L’ONU déclare que le monde est entré dans la faillite hydrique


Un rapport de l’ONU explique que les termes de crise de l’eau et de stress hydrique ne correspondent plus à la réalité, car il y a des dommages irréversibles qui ont conduit de nombreux bassins et réserves à un point de non-retour. Par conséquent, les auteurs du rapport notent qu'il est entré dans l'échec hydrique: il n'y a pas de revenu et les économies (les glaciers, le jour de l'ossification) sont en train de s'épuiser.

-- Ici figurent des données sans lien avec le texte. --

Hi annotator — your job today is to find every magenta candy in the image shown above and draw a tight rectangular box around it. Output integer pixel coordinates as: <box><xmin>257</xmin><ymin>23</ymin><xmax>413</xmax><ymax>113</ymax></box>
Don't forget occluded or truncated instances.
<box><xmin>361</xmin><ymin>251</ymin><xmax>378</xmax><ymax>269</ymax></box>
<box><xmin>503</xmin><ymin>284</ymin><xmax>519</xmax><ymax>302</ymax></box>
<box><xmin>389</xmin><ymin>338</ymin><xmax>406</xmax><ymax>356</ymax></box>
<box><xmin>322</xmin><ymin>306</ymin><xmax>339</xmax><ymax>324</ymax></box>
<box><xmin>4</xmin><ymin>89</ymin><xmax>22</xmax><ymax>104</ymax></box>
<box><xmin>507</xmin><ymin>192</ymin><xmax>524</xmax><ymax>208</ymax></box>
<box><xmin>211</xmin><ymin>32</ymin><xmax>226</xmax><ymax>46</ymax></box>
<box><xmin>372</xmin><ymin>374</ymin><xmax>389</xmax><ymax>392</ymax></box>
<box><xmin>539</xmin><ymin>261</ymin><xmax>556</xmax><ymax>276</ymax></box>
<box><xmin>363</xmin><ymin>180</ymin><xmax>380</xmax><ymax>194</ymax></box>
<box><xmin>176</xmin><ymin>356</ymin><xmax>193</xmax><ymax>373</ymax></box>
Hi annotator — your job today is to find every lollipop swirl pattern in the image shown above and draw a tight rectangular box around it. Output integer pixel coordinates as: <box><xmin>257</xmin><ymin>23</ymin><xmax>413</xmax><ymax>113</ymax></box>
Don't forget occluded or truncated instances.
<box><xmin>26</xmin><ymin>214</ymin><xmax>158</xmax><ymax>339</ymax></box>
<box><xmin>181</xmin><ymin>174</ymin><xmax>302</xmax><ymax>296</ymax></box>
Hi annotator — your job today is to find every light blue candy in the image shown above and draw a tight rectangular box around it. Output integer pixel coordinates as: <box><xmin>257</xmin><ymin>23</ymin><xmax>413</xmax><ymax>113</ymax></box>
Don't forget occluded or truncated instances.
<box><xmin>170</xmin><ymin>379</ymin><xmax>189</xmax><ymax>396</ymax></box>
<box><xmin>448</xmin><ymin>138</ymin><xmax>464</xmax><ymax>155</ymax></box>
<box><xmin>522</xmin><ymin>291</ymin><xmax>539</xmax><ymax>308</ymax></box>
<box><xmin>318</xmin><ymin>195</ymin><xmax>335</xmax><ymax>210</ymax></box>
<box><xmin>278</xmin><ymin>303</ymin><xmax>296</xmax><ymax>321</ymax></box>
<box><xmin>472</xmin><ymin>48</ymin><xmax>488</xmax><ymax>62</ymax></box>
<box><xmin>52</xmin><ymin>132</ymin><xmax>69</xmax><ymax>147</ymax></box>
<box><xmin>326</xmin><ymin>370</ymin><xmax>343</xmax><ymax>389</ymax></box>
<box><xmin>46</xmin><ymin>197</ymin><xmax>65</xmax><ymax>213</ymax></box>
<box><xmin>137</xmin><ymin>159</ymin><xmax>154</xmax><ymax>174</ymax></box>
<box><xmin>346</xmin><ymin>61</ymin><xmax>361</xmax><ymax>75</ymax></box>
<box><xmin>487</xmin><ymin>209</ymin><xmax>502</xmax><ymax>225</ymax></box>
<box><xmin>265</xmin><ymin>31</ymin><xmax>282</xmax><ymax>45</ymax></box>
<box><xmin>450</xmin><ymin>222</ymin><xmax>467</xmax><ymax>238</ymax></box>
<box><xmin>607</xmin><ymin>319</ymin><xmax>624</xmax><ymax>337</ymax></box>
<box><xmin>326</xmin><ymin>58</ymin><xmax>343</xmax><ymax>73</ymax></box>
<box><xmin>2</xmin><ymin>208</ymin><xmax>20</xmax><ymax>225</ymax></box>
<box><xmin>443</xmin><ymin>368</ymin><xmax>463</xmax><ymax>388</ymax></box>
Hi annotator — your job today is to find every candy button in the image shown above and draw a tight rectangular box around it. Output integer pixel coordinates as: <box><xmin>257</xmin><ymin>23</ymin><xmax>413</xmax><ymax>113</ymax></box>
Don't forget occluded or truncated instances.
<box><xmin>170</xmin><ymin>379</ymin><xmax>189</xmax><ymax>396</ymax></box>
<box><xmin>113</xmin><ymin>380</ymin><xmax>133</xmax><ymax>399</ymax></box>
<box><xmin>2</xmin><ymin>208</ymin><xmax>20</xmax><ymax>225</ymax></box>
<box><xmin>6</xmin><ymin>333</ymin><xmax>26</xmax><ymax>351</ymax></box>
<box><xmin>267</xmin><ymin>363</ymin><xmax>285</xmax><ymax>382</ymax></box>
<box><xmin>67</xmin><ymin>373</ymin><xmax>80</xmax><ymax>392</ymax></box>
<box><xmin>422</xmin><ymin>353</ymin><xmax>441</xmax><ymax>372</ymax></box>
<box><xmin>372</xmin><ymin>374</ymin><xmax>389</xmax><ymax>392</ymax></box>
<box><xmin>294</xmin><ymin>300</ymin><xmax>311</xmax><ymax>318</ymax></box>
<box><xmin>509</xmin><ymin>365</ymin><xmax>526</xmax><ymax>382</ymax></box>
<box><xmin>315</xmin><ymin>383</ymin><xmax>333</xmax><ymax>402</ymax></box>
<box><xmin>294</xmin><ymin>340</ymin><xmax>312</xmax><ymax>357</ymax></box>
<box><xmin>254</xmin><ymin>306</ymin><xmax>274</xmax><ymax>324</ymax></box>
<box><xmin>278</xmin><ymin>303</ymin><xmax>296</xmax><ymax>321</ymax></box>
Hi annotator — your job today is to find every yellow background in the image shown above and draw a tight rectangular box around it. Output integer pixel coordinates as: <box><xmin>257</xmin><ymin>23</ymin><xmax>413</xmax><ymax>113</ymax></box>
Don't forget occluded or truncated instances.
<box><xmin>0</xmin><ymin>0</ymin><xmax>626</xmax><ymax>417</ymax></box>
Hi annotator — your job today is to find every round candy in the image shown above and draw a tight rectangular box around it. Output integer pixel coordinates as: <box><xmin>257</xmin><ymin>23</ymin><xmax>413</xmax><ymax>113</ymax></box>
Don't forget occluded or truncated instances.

Compte tenu de la situation, les auteurs demandent aux dirigeants mondiaux de procéder à des ajustements fondés sur des données scientifiques. En effet, de nombreuses régions vivent au-dessus de leurs ressources hydrologiques et de nombreux systèmes hydriques critiques sont irréversibles.

Le rapport de l'ONU est basé sur un article publié dans la revue Water Resources Management . Cet article définit l’échec hydrique comme une surexploitation continue des eaux de surface et des eaux souterraines par rapport aux débits renouvelables et à des niveaux d’épuisement sûrs, entraînant une perte irréversible ou coûteuse de capital naturel lié à l’eau.

«Étant donné que l’échec hydrique n’est pas une succession de crises locales isolées, mais un problème global, la réponse doit aussi être globale.»

Ainsi, 75 % de l'humanité se trouve dans des pays classés comme insalubres ou d'un point de vue critique; et 4 milliards de personnes souffrent de graves pénuries d'eau au moins un mois par an.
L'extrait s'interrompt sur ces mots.